- Active: 4 September 1944– March 1945
- Country: Nazi Germany
- Allegiance: Army
- Engagements: World War II

Commanders
- Notable commanders: Kurt Möhring Hugo Dempwolff

= 276th Volksgrenadier Division =

The 276th Volksgrenadier Division, initially known as the 276th Infantry Division, was a volksgrenadier division of the German Army during World War II, active from 1944 to 1945.

== History ==

=== 276th Infantry Division ===
The 276th Infantry Division's creation was ordered on 22 May 1940 as a division of the tenth Aufstellungswelle by Wehrkreis XXI authorities. However, as the Battle of France ended much sooner than anticipated, the assembly was aborted on 22 July.

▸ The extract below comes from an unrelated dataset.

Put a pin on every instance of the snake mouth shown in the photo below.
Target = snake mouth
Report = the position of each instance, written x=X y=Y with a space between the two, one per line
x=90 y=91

Instead, the 276th Infantry Division saw its actual deployment on 17 November 1943 in the south of German-occupied France as a division of the twenty-second Aufstellungswelle, using remnants of the 38th Infantry Division. On 16 June 1944, following the Allied landings in Normandy, the division was activated and sent to the front against the Western Allies. The division was assigned to XXXXVII Panzer Corps of Panzer Group West and inserted into the line south of Tilly. On 7 August, several Allied breakthroughs into the positions of the 276th and 236th Infantry Divisions west of Hamars forced a withdrawal. Subsequently, following the Allied breakthrough at Avranches, the 276th Infantry Division was trapped in the Falaise Pocket, where it was annihilated.

=== 580th & 276th Volksgrenadier Division ===
The division was formed in Poland on 4 September 1944, by redesignating the 580th Volksgrenadier Division, under the command of Kurt Möhring. It contained the 986th, 987th and 988th Grenadier Regiments, and the 276th Artillery Regiment. The 580th Volksgrenadier Division had been created only a week earlier in West Prussia from the meagre remains of the 276th Infantry Division and new recruits.

The 276th Volksgrenadier Division fought in the Battle of the Bulge, where it took over two thousand casualties, including General Möhring who was killed on 18 December 1944. Möhring was succeeded by Hugo Dempwolff. It then saw action in Luxembourg, and was destroyed fighting American forces in March 1945.